Митька пытливо взглянул на товарища.

— Ты рад, небось?

— Рад… Пусть попробует, как сладко в тюрьме.

Но тут вспомнились вдруг унылые дни, проведенные в тюрьме, побои, грубые окрики и брань, и грусть охватила. Красавчик представил себе Крысу в таком положении, и горбунья показалась уже не страшной ведьмой, а просто несчастной женщиной. Жалость шевельнулась, Мишка вздохнул.

— Не-ет, — тихо проворчал он. — Чего мне радоваться? Она сама по себе, а мы сами по себе.

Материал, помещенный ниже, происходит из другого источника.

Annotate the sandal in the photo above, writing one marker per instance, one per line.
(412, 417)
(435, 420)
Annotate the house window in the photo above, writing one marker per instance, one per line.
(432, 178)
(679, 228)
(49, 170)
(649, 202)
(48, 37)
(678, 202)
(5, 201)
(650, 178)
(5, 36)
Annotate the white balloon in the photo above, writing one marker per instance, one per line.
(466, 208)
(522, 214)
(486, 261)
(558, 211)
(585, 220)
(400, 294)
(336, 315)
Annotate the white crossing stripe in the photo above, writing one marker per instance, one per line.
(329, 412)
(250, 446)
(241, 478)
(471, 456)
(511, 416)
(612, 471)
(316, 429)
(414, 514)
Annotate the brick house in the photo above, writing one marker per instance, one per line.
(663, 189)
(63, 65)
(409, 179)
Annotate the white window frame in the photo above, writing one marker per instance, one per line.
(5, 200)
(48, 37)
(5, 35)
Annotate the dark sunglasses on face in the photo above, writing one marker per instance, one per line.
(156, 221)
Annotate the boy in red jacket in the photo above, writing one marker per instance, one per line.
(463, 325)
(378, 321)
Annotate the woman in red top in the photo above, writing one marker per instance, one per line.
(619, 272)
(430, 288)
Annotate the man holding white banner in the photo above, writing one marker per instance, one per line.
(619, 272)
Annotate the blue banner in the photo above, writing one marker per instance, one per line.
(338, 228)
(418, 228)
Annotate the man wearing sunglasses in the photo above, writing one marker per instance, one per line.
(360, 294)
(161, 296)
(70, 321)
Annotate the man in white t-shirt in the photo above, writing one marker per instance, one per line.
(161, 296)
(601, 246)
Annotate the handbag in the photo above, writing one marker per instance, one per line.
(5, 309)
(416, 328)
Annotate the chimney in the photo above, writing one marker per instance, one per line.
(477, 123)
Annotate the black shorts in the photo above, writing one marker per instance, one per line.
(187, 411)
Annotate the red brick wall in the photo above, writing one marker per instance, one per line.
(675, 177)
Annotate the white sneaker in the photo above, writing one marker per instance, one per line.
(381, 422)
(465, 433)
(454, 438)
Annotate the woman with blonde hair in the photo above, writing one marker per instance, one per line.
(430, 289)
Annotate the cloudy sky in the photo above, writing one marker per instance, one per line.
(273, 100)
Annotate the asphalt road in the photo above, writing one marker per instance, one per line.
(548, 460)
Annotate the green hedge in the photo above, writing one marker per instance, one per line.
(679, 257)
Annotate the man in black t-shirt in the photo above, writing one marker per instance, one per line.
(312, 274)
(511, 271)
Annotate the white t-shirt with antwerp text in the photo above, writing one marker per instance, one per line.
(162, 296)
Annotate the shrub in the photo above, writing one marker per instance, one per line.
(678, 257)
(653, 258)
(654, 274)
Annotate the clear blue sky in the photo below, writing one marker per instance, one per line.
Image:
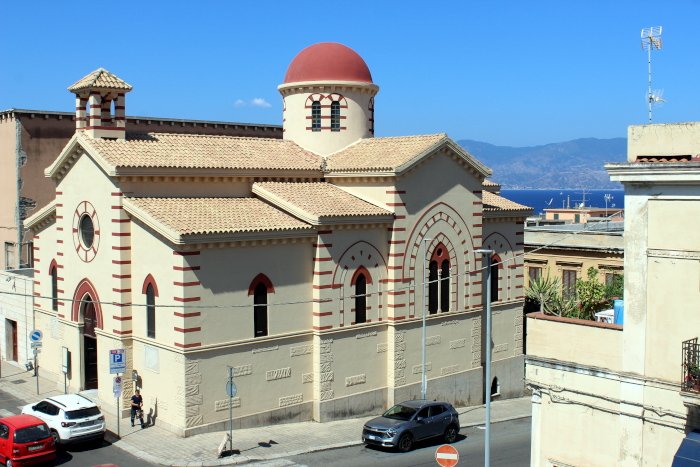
(505, 72)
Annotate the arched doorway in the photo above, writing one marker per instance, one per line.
(89, 314)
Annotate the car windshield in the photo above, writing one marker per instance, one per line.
(82, 413)
(400, 412)
(31, 434)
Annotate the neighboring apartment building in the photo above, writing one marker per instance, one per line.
(30, 141)
(606, 394)
(567, 252)
(298, 262)
(582, 215)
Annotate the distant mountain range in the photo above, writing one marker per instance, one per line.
(572, 164)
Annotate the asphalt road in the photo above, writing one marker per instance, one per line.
(86, 455)
(510, 446)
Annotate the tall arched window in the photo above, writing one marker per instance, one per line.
(495, 260)
(54, 287)
(335, 116)
(260, 310)
(150, 311)
(432, 288)
(316, 116)
(360, 298)
(445, 286)
(259, 288)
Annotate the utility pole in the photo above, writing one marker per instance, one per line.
(424, 378)
(487, 379)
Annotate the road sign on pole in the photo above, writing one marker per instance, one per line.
(117, 361)
(35, 335)
(447, 456)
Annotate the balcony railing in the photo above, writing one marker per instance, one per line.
(691, 366)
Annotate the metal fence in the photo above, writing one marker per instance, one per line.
(690, 381)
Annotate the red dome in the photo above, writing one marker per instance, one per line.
(328, 61)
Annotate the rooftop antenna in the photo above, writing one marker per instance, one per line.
(651, 39)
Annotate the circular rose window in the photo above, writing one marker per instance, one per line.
(86, 231)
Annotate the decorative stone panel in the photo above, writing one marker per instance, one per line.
(432, 340)
(459, 343)
(266, 349)
(291, 400)
(355, 380)
(224, 404)
(448, 370)
(279, 373)
(300, 350)
(417, 369)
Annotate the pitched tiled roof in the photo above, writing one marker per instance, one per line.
(667, 159)
(315, 201)
(100, 78)
(203, 216)
(381, 154)
(165, 150)
(494, 202)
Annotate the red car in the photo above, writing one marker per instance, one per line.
(25, 440)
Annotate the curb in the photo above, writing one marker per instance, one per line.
(240, 460)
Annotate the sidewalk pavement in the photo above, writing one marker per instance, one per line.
(159, 446)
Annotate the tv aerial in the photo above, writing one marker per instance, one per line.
(651, 40)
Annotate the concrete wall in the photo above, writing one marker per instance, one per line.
(663, 140)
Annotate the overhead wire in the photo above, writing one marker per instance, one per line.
(412, 285)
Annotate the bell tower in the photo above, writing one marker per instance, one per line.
(100, 105)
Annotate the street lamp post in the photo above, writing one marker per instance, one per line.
(487, 379)
(424, 379)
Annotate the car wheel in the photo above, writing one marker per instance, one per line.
(450, 435)
(405, 442)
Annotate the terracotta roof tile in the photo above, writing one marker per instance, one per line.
(164, 150)
(317, 200)
(201, 216)
(381, 154)
(100, 78)
(667, 159)
(494, 202)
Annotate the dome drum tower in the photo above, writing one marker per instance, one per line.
(328, 98)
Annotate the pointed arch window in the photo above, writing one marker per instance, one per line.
(359, 282)
(432, 288)
(260, 310)
(439, 296)
(361, 299)
(54, 286)
(150, 290)
(335, 116)
(316, 116)
(445, 286)
(259, 289)
(495, 264)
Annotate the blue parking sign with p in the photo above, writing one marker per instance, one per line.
(117, 361)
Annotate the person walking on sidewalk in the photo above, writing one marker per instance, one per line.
(137, 407)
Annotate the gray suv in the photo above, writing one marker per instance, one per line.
(411, 421)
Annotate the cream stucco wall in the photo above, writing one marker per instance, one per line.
(356, 118)
(633, 394)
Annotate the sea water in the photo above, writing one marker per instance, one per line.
(540, 200)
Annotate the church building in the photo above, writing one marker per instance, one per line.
(305, 263)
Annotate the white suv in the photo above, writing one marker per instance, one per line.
(71, 417)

Но все-таки несмотря на чувство жалости, весть о том, что Крыса в тюрьме, носила в себе и нечто приятное. Мишка вдруг почувствовал себя легче, свободнее. До сих по его кошмаром угнетала мысль, что когда-нибудь он может снова очутиться у Крысы, а теперь этот гнет отпадал. Невольно сорвался с губ опасливый вопрос:

— А ее скоро выпустят?

Митька безнадежно свистнул.

— Ну, нет. Нам-то ее никогда не увидеть.

Только теперь Мишка вспомнил, что так и не спросил у друга, откуда у него такие поразительные новости. Он с удивлением поглядел на Митьку.

— А как ты узнал?

— Про Крысу?

— Ну да.

— А на станции.

Красавчик шире раскрыл глаза.

— Сашку-Барина встретил, — пояснил Митька как-то нехотя. — Он мне и сказал. Замели ее, когда она фартовое покупала. Сашка говорит, что пауки давно за ней следили. Узнали как-то про ребятишек ейных. Говорят, у нее и краденые ребята были…

Митька остановился и бросил на приятеля хмурый взгляд.

— Ты тоже краденый, — угрюмо добавил он.

— Я краденый?

Мишка даже привскочил.

Шманала продолжал лениво, точно не замечая движения приятеля:

— И ты краденый и Сонька Горбатая… А Сашка-Барин звал меня работать с собой в Финляндию, — переменил Митька тему разговора, которую, по-видимому, мало нравилась ему.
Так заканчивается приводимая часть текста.